Carr Russell L, Graves Casey A, Mangum Lee C, Nail Carole A, Ross Matthew K
Center for Environmental Health Sciences, Department of Basic Sciences, College of Veterinary Medicine, Mississippi State University, Mississippi State, MS 39762, USA.
Center for Environmental Health Sciences, Department of Basic Sciences, College of Veterinary Medicine, Mississippi State University, Mississippi State, MS 39762, USA.
Neurotoxicology. 2014 Jul;43:82-89. doi: 10.1016/j.neuro.2013.12.009. Epub 2013 Dec 25.

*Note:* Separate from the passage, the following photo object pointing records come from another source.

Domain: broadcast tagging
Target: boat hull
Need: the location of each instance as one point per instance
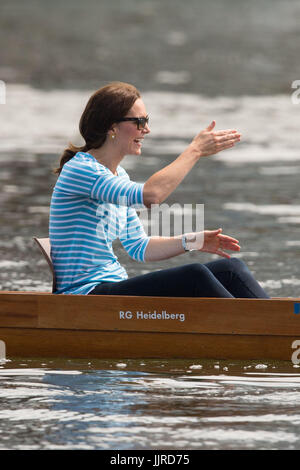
(120, 327)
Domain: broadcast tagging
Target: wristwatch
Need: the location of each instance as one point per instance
(187, 242)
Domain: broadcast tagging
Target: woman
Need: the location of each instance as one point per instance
(94, 202)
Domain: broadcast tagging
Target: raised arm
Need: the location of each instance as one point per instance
(208, 142)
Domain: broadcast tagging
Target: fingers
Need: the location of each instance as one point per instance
(211, 126)
(228, 136)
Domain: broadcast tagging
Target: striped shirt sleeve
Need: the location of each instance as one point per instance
(83, 177)
(133, 237)
(117, 190)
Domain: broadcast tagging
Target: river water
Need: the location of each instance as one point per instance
(240, 76)
(251, 191)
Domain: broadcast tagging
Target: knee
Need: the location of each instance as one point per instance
(196, 269)
(236, 264)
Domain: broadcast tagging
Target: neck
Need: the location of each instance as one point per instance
(107, 157)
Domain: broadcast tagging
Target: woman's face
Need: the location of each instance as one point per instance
(127, 136)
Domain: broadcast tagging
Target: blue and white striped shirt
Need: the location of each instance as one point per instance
(90, 208)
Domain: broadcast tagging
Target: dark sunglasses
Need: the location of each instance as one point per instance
(140, 122)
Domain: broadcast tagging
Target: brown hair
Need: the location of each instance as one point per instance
(103, 109)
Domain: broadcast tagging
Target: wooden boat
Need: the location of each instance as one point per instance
(79, 326)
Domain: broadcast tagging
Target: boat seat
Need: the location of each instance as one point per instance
(45, 247)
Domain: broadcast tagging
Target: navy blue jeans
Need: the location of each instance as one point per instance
(220, 278)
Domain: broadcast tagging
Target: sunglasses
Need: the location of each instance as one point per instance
(140, 122)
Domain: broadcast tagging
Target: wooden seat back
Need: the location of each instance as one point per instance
(45, 247)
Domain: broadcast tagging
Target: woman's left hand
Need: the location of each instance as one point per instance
(215, 242)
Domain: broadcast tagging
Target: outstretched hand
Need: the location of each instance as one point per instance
(215, 242)
(208, 142)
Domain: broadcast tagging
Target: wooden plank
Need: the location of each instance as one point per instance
(18, 310)
(163, 314)
(131, 313)
(125, 345)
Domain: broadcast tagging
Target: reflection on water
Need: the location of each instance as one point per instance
(252, 191)
(148, 405)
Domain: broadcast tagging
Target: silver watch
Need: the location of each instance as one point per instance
(187, 242)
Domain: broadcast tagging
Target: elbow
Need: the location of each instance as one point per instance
(150, 198)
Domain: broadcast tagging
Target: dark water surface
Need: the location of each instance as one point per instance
(65, 404)
(222, 47)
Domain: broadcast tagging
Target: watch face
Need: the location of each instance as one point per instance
(190, 242)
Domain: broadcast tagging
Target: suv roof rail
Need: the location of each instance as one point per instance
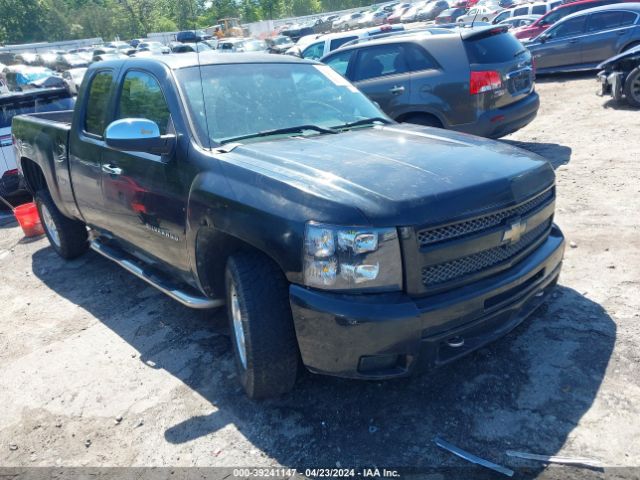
(395, 34)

The prevailing dogma is that chlorpyrifos (CPF) mediates its toxicity through inhibition of cholinesterase (ChE). However, in recent years, the toxicological effects of developmental CPF exposure have been attributed to an unknown non-cholinergic mechanism of action. We hypothesize that the endocannabinoid system may be an important target because of its vital role in nervous system development. We have previously reported that repeated exposure to CPF results in greater inhibition of fatty acid amide hydrolase (FAAH), the enzyme that metabolizes the endocannabinoid anandamide (AEA), than inhibition of either forebrain ChE or monoacylglycerol lipase (MAGL), the enzyme that metabolizes the endocannabinoid 2-arachidonylglycerol (2-AG). This exposure resulted in the accumulation of 2-AG and AEA in the forebrain of juvenile rats; however, even at the lowest dosage level used (1.0mg/kg), forebrain ChE inhibition was still present. Thus, it is not clear if FAAH activity would be inhibited at dosage levels that do not inhibit ChE. To determine this, 10 day old rat pups were exposed daily for 7 days to either corn oil or 0.5mg/kg CPF by oral gavage. At 4 and 12h post-exposure on the last day of administration, the activities of serum ChE and carboxylesterase (CES) and forebrain ChE, MAGL, and FAAH were determined as well as the forebrain AEA and 2-AG levels. Significant inhibition of serum ChE and CES was present at both 4 and 12h. There was no significant inhibition of the activities of forebrain ChE or MAGL and no significant change in the amount of 2-AG at either time point. On the other hand, while no statistically significant effects were observed at 4h, FAAH activity was significantly inhibited at 12h resulting in a significant accumulation of AEA. Although it is not clear if this level of accumulation impacts brain maturation, this study demonstrates that developmental CPF exposure at a level that does not inhibit brain ChE can alter components of endocannabinoid signaling.
普遍的观点认为,毒死蜱(CPF)通过抑制胆碱酯酶(ChE)来介导其毒性。然而,近年来,发育期接触CPF的毒理学效应被归因于一种未知的非胆碱能作用机制。我们推测内源性大麻素系统可能是一个重要靶点,因为它在神经系统发育中起着至关重要的作用。我们之前报道过,重复接触CPF对脂肪酸酰胺水解酶(FAAH)的抑制作用比对前脑ChE或单酰甘油脂肪酶(MAGL)的抑制作用更强,FAAH是代谢内源性大麻素花生四烯乙醇胺(AEA)的酶,MAGL是代谢内源性大麻素2-花生四烯酸甘油(2-AG)的酶。这种接触导致幼年大鼠前脑2-AG和AEA的积累;然而,即使在使用的最低剂量水平(1.0mg/kg)下,前脑ChE抑制仍然存在。因此,尚不清楚在不抑制ChE的剂量水平下FAAH活性是否会受到抑制。为了确定这一点,10日龄的幼鼠通过口服灌胃每天暴露于玉米油或0.5mg/kg CPF中,持续7天。在给药最后一天的暴露后4小时和12小时,测定血清ChE和羧酸酯酶(CES)以及前脑ChE、MAGL和FAAH的活性,以及前脑AEA和2-AG水平。在4小时和12小时时,血清ChE和CES均受到显著抑制。在前脑ChE或MAGL的活性方面没有显著抑制,并且在两个时间点2-AG的量均没有显著变化。另一方面,虽然在4小时时未观察到统计学上的显著影响,但在12小时时FAAH活性受到显著抑制,导致AEA显著积累。虽然尚不清楚这种积累水平是否会影响大脑成熟,但这项研究表明,在不抑制脑ChE的水平下发育期接触CPF会改变内源性大麻素信号传导的成分。